Godzilla vs Destoroyah permet de retrouver la télépathe Miki Saegusa (Megumi Odaka). Cette dernière entretiendra un lien psychique important avec le fils de Godzilla, à la caractérisation similaire à son père. Faisant le lien entre le passé de la saga et son présent, le scénario réserve à chacun des protagonistes un morceau de bravoure lié aux différentes créatures. Les rôles principaux étant majoritairement féminins, la saga renoue également avec une approche féminine des mythes. À défaut d’être innovante, la mise en scène de Takao Okawara s’avère efficace et souvent soignée, même quand il s’agit de reprendre un passage emblématique d’Aliens de James Cameron. Le cinéaste soigne autant ses monstres, que les interactions humaines. Une mise en images iconique et dramatique qui trouve son apothéose dans le combat final opposant Destoroyah (Superbe design, rouge sang) à Godzilla. La photographie nocturne de Masahiro Kishimoto et Yoshinori Sekiguchi (ancien assistant caméra de Kurosawa sur Ran et Rêves) allie modernité du cadre et contrastes colorimétriques hérité des 60’s. Tandis que le responsable des effets spéciaux Kôichi Kawakita offre à ces créatures un dernier baroud d’honneur.
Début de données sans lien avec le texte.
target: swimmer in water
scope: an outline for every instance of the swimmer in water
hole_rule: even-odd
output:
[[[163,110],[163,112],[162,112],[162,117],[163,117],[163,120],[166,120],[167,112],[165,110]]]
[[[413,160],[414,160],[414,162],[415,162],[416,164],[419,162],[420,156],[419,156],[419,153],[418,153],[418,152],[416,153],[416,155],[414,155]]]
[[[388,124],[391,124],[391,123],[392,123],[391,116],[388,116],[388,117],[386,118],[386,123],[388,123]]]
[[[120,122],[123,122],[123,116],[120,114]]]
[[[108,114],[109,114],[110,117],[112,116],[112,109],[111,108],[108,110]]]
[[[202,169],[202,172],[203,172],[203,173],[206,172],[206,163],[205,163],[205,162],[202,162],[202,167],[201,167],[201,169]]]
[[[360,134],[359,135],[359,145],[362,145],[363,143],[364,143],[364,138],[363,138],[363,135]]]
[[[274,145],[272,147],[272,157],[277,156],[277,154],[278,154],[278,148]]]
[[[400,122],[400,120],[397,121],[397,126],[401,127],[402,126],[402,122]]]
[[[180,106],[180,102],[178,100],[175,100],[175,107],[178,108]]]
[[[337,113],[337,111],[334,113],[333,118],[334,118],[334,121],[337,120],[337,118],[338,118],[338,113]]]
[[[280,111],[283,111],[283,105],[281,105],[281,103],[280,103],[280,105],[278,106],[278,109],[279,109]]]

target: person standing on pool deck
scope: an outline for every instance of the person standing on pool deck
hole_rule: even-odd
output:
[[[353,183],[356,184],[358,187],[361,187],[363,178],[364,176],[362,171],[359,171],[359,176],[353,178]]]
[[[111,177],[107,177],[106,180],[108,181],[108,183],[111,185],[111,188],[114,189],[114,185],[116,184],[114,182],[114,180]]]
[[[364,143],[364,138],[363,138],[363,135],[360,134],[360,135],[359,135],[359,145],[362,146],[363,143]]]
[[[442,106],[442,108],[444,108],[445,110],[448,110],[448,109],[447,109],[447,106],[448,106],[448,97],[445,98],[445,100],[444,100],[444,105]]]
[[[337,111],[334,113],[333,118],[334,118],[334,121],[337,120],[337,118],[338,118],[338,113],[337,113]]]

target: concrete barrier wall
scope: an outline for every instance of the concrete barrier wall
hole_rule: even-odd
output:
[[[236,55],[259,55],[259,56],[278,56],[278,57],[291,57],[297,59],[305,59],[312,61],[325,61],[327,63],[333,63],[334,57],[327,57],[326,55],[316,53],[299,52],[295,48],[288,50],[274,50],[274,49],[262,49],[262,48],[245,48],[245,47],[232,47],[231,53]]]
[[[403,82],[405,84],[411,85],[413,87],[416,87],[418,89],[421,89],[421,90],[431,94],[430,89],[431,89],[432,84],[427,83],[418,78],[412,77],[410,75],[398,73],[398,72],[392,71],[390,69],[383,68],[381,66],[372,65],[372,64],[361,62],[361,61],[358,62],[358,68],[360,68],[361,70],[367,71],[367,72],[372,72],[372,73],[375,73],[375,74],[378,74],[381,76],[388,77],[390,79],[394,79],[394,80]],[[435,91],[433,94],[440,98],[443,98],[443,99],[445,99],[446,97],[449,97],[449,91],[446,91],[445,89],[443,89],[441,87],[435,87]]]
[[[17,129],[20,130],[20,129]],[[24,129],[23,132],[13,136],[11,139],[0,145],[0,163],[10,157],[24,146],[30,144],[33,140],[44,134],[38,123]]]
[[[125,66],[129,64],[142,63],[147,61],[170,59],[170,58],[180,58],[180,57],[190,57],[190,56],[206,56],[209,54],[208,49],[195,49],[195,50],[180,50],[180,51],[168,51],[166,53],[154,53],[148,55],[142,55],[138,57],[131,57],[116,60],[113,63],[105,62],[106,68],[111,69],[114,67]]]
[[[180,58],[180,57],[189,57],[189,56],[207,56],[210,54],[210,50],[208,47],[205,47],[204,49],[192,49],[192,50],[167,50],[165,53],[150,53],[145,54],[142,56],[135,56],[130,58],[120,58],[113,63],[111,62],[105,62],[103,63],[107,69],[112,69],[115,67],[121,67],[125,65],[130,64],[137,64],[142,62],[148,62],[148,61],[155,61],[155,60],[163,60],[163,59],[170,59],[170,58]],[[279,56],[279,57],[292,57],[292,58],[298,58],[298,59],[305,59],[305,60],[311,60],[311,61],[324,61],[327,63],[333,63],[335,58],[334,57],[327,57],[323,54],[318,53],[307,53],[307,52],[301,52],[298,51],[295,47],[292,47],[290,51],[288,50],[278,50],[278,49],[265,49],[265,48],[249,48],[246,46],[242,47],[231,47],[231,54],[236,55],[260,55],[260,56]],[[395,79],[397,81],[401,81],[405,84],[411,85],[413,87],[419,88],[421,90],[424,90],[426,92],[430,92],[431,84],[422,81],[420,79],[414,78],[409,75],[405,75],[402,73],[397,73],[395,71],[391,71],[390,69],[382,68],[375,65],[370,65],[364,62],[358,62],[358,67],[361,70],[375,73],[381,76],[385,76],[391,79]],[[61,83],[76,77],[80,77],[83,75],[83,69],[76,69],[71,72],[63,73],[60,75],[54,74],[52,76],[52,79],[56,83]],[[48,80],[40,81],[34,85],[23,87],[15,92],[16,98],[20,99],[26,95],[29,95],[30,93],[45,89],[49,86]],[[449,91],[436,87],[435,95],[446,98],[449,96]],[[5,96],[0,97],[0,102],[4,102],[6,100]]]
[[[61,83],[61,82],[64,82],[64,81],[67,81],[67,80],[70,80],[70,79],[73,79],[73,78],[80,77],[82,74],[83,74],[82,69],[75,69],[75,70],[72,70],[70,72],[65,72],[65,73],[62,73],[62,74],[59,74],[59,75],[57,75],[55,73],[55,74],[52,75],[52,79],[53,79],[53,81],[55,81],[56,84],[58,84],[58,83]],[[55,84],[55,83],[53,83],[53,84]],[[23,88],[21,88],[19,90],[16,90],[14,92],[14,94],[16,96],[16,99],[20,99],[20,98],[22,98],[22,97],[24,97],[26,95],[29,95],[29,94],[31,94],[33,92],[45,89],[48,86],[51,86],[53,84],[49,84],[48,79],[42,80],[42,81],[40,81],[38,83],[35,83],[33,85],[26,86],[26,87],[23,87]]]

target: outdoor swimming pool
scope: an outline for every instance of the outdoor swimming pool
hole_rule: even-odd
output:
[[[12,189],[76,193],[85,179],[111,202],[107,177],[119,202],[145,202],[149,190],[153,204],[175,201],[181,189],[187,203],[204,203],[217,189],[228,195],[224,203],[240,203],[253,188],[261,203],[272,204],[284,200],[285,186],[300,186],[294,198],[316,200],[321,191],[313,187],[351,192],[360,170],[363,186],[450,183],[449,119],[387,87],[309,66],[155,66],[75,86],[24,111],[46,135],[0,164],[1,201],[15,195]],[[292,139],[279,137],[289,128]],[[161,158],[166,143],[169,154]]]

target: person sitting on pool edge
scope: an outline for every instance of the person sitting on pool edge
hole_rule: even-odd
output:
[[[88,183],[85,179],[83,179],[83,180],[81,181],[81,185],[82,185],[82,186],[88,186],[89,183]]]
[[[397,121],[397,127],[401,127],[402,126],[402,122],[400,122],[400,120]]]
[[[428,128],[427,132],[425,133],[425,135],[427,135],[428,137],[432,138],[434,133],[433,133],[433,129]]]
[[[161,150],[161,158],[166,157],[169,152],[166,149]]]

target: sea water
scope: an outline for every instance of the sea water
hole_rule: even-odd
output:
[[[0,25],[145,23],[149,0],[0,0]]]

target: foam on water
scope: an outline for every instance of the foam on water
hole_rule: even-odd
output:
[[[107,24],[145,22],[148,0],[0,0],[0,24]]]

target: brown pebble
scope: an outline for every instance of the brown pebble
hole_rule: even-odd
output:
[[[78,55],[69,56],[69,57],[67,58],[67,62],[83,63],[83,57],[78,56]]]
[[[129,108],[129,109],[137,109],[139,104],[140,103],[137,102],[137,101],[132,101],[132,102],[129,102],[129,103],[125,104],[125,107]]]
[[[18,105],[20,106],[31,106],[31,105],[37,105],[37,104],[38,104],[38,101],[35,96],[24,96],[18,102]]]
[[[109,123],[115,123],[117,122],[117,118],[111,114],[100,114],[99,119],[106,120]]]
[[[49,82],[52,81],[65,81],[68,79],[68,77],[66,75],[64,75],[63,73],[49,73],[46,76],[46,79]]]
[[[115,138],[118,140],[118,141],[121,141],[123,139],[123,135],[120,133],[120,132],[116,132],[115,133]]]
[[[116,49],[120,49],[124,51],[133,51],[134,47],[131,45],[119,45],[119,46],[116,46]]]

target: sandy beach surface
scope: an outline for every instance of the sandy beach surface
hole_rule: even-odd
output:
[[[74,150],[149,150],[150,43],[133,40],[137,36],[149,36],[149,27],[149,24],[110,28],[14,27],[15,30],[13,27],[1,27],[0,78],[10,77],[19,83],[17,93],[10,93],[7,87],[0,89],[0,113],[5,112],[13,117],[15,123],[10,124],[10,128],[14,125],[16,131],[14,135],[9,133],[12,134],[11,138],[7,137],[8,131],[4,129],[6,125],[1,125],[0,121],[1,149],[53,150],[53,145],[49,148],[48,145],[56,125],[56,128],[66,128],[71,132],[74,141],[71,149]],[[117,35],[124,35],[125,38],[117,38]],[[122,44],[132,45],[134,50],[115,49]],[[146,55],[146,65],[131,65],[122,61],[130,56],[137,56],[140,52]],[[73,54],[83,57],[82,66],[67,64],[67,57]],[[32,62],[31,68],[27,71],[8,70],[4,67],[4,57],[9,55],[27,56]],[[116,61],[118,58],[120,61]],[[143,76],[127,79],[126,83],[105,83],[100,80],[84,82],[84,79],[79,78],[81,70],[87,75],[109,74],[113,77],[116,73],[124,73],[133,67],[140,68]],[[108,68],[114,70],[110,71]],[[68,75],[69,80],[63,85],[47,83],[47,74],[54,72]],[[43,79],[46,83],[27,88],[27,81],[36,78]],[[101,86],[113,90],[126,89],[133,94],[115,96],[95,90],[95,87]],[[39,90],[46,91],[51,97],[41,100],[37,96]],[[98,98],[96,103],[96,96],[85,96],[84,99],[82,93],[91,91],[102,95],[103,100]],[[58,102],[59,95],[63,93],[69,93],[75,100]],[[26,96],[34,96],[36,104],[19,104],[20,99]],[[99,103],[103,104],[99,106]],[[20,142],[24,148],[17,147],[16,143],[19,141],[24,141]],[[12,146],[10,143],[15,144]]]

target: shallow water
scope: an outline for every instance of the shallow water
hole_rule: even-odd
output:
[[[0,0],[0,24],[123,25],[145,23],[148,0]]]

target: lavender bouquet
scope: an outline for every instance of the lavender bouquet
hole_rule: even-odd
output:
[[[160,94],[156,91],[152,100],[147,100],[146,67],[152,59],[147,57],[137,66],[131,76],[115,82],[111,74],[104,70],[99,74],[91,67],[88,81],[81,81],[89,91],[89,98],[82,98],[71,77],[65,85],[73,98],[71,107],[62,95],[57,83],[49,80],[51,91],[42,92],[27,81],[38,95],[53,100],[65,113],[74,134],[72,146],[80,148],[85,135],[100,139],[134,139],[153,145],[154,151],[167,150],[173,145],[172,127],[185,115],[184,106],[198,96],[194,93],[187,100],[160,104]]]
D’une justesse émotionnelle peu commune, cet ultime affrontement, renoue avec la terreur apocalyptique, et le sens du merveilleux des origines. Tandis que le très beau Requiem composé par Akira Ifukube (qui signe sa dernière partition pour le monstre), conclue la saga sur une note profondément tragique et mélancolique. Le magnifique plan final, dont se souviendra Gareth Edwards, semble nous dire que les mythes ne meurent jamais. Peu de temps après sa sortie, la Toho bétonna le bassin qui servi aux tournages de nombreuses scènes de la saga durant plus de 40 ans. L’actrice Megumi Onaka mit fin à sa carrière d’actrice. Le 2 avril 1997 Tomoyuki Tanaka décéda. Momoko Kochi s’éteignait un an plus tard le 5 novembre 1998 des suites d’un cancer.
Dernier opus majeur de la saga, Godzilla vs Destoroyah coïncide avec la fin d’une certaine conception de l’imaginaire. En Asie, comme aux USA de nombreux cinéastes livrèrent également leur dernier baroud d’honneur à l’égard des mythes populaires qui les avait façonnés. Annonçant que la décennie à venir serait celle où ces mêmes artistes verraient leurs créations récupérées par des studios et un public devenu cynique et désabusé. Godzilla sera l’une des principales victimes de cette nouvelle démarche. D’où l’importance artistique de ce dernier opus, aussi tragique que merveilleux. Il constitue un très beau chant du cygne, temporaire, à celui qui fut l’un des mythes populaires les plus vivaces de l’histoire.